We take this opportunity to reemphasize that seeking attorney fees pursuant to section 32-704(3) is a fact sensitive inquiry based on evidence that should be presented to the trial court in the first instance, not to this Court on appeal. See Reed, 137 Idaho at 61, 44 P.3d at 1116 (“The decision whether to award attorney fees under [section 32-704] is a matter of discretion for the trial judge, upon consideration of the factors contained in this section and in I.C. § 32–705”); Kelly v. Kelly, 171 Idaho 27, 48, 518 P.3d 326, 347 (2022). A motion before the trial court is the proper mechanism by which a party should seek attorney fees to defend or prosecute an appeal pursuant to section 32-704(3). See Wilson v. Wilson, 131 Idaho 533, 537, 960 P.2d 1262, 1266 (1998).

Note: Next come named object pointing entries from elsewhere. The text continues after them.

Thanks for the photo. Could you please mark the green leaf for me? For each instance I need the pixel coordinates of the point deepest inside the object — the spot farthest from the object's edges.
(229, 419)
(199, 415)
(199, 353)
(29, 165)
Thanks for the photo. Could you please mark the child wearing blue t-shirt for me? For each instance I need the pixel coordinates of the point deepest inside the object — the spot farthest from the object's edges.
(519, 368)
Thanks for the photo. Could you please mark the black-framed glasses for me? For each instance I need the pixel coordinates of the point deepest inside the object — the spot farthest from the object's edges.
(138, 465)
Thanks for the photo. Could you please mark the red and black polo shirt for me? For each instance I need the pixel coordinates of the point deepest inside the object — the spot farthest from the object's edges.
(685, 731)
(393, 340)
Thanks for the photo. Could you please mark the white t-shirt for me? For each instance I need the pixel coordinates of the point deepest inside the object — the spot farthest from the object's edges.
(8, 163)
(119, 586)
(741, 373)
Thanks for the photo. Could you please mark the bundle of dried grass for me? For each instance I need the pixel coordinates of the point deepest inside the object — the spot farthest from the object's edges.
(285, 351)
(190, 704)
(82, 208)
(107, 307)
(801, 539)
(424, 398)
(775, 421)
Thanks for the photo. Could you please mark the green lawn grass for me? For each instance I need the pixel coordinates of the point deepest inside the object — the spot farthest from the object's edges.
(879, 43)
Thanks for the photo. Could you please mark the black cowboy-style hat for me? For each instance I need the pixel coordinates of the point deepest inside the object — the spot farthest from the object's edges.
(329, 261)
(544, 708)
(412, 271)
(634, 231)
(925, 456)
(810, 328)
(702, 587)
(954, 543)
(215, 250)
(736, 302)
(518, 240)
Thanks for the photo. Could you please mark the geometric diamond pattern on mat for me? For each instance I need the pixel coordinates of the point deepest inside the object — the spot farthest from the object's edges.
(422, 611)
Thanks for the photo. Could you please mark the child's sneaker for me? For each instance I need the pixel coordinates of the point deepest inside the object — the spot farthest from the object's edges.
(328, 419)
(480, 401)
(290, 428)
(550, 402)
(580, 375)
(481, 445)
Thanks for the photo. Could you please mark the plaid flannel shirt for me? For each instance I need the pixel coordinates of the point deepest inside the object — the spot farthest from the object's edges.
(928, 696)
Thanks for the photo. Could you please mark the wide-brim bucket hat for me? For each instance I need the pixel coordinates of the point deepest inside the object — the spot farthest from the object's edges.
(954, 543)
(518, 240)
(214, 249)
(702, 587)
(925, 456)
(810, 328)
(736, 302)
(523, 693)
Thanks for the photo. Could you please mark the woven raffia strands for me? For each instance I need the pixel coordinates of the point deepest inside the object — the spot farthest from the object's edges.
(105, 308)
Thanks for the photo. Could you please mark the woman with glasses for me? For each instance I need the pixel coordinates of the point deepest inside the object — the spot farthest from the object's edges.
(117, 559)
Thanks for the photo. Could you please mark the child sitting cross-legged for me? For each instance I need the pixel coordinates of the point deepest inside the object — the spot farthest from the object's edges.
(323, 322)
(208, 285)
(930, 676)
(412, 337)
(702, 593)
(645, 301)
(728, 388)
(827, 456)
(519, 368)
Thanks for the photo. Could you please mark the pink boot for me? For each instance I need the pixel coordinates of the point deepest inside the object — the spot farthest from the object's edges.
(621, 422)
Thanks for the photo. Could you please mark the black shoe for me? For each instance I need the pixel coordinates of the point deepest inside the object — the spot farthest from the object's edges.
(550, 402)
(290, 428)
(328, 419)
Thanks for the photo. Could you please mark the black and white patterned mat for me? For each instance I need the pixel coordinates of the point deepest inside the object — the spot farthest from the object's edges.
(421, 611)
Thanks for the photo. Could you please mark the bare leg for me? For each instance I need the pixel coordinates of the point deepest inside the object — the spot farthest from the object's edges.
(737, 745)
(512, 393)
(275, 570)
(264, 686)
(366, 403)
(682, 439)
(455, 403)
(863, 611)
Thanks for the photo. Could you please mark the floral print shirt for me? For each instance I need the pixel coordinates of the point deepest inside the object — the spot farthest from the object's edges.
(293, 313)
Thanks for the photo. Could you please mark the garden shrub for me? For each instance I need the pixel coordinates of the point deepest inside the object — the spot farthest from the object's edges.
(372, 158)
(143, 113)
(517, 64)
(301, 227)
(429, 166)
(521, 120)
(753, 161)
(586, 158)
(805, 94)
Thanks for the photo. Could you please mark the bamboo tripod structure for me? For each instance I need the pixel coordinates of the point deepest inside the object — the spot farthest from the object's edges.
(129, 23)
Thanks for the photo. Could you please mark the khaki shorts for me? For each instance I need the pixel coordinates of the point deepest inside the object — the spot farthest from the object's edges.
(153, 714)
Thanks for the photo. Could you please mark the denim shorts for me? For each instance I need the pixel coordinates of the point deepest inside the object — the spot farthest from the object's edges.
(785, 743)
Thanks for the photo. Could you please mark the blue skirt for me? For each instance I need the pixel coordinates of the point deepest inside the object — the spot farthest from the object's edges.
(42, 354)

The only occasion in which this Court will consider awarding attorney fees pursuant to section 32-704(3) in the first instance is the rare occurrence when a party seeks to invoke this Court’s original jurisdiction by asking for a writ in aid of our appellate jurisdiction. See Brashear v. Brashear, 71 Idaho 158, 165, 228 P.2d 243, 247 (1951); Bedke v. Bedke, 56 Idaho 235, 53 P.2d 1175, 1176 (1935). This has not occurred here, so we leave any determination of attorney fees pursuant to Idaho Code section 32-704(3) to the discretion of the trial court.
V. CONCLUSION
For the foregoing reasons, the decision of the district court is affirmed in part, reversed in part, and remanded for further proceedings consistent with this opinion. We award Lisa her reasonable attorney fees for responding to Isaac’s jurisdictional argument. As both parties prevailed in part, neither party is awarded costs on appeal.
Chief Justice BEVAN, and Justices BRODY, MOELLER, and MEYER CONCUR.